Inventory turnover refers to the efficiency with which your company moves through raw materials or resale products. Generally, a high inventory turnover is favorable because that means you are selling products quickly, which generates revenue and cash flow. Slow inventory turnover is normally problematic, though your inventory turnover can be low for other reasons besides low sales.
Merchandising is presenting products for sale in store in an aesthetically pleasing way that attracts customers and allows for ease of access. If you are turning inventory over slowly, you may want to review your company plan-o-grams to see if you need to shift inventory around. If you have toys that are moving slowly, for instance, you may have them located to high on shelves, making it difficult for kids to get to them. Having high value inventory blocked by racks or other displays is another common problem.
Your slow turnover may actually be a result of excess inventory buying. This can result from poor planning or overestimated customer demand. Excess inventory is costly to manage, but related to slow turnover, it is more difficult to sell through. If demand wanes before you get through all of the products, you either have to discount prices or throw out expired or perished items. This contributes to a slow turnover ratio.
You might simply be providing items for sale that customers don't want to buy. This can result from a lack of market research or a poor awareness of why customers come to your business. As a business-to-business technology solutions provider, for example, you may experience slow turnover trying to sell obsolete technology to cutting edge buyers who need the most current solutions. You need to rethink your merchandising strategies and do more research on the market.
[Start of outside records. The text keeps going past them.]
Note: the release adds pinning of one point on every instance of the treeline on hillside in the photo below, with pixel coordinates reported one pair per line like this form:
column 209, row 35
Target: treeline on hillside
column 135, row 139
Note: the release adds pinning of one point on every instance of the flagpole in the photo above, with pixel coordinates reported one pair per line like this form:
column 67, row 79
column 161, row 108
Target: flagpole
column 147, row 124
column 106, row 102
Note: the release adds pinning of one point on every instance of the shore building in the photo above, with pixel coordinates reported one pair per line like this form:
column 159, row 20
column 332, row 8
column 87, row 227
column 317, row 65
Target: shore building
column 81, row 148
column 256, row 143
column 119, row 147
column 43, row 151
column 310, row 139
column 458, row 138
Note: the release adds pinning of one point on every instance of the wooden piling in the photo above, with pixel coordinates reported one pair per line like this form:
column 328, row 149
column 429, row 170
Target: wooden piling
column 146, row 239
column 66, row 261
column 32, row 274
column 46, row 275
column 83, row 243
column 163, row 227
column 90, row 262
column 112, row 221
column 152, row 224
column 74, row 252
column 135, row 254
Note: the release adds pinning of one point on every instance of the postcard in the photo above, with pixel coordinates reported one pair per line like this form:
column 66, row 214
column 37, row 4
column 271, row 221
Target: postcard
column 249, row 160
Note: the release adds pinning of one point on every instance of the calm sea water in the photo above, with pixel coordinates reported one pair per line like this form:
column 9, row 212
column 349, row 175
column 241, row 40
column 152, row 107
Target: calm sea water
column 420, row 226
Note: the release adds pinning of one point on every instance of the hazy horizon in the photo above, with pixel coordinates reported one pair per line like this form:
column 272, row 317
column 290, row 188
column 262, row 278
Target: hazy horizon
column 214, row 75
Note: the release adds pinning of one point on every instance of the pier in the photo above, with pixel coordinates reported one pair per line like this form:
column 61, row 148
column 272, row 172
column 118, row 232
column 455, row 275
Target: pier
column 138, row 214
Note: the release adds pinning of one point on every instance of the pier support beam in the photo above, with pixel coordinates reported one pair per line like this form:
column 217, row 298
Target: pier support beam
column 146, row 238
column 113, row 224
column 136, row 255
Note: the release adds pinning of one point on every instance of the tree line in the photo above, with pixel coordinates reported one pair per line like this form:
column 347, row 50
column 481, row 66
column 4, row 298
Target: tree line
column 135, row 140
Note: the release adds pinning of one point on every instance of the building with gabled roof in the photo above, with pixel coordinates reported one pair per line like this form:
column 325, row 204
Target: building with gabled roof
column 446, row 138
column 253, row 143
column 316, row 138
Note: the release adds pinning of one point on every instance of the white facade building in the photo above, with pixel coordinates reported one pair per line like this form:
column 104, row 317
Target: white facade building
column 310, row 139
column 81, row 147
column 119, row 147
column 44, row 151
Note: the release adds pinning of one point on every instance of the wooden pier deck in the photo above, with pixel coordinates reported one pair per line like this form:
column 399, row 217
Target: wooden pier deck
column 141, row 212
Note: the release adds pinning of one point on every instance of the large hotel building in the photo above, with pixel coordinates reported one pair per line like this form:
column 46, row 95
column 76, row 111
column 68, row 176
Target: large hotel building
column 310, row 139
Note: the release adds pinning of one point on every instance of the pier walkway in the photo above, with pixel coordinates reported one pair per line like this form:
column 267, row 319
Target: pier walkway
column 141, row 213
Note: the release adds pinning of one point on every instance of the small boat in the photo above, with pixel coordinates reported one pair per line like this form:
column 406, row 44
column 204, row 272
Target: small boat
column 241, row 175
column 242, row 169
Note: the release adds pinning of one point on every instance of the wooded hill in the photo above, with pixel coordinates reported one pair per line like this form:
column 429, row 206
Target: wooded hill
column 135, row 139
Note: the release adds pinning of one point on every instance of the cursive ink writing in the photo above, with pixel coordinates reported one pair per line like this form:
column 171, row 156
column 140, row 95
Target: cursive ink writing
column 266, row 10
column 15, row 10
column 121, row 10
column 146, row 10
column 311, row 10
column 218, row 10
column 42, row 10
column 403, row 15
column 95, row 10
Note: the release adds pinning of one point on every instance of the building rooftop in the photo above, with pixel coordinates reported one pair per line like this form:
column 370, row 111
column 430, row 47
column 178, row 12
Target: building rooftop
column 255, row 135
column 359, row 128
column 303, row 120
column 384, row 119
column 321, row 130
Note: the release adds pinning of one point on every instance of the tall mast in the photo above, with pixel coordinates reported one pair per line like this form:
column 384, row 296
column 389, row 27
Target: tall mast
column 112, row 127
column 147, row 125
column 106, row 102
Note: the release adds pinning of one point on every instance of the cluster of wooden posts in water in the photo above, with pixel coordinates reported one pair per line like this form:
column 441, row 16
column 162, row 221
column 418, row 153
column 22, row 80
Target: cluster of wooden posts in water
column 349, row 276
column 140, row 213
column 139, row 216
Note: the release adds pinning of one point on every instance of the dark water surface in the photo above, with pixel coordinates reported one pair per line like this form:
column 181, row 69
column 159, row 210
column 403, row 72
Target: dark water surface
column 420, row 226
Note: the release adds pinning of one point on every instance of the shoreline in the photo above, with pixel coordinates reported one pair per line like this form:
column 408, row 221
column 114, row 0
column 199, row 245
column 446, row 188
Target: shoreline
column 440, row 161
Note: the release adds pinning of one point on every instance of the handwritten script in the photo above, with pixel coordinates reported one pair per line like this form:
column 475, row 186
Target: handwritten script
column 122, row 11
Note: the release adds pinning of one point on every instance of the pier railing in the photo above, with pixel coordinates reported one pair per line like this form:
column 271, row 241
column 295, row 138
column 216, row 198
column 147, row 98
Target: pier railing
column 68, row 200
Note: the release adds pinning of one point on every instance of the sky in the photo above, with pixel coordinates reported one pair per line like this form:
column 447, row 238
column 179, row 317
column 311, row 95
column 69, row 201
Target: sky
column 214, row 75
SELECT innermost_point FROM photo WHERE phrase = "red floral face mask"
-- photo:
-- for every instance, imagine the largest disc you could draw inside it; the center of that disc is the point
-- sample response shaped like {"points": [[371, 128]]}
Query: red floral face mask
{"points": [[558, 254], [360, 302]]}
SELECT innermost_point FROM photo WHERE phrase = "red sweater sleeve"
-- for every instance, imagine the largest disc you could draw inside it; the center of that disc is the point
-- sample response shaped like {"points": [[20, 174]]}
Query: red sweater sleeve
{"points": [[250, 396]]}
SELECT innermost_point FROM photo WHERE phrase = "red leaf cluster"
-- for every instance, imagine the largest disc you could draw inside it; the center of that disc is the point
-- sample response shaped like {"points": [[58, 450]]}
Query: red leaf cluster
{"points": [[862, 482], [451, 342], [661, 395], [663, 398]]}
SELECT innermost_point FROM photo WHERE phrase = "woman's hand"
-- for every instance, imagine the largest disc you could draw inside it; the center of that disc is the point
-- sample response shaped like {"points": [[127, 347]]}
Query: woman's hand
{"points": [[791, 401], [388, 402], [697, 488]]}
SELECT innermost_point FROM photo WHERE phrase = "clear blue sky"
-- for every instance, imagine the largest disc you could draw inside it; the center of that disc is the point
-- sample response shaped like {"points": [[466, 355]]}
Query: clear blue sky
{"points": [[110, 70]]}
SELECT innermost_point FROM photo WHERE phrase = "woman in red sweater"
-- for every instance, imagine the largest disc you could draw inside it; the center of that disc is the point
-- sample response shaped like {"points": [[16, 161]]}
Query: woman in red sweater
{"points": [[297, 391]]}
Poor marketing and sales efforts can also restrict inventory turnover. Marketing is necessary to make customers aware of your products and to motivate purchase behavior. In higher-end or more complex businesses, you may need assertive salespeople who consult with customers and make purchase recommendations. Without these important communication and selling strategies, your products may sit on the shelf because customers aren't aware of the benefits they can get from them.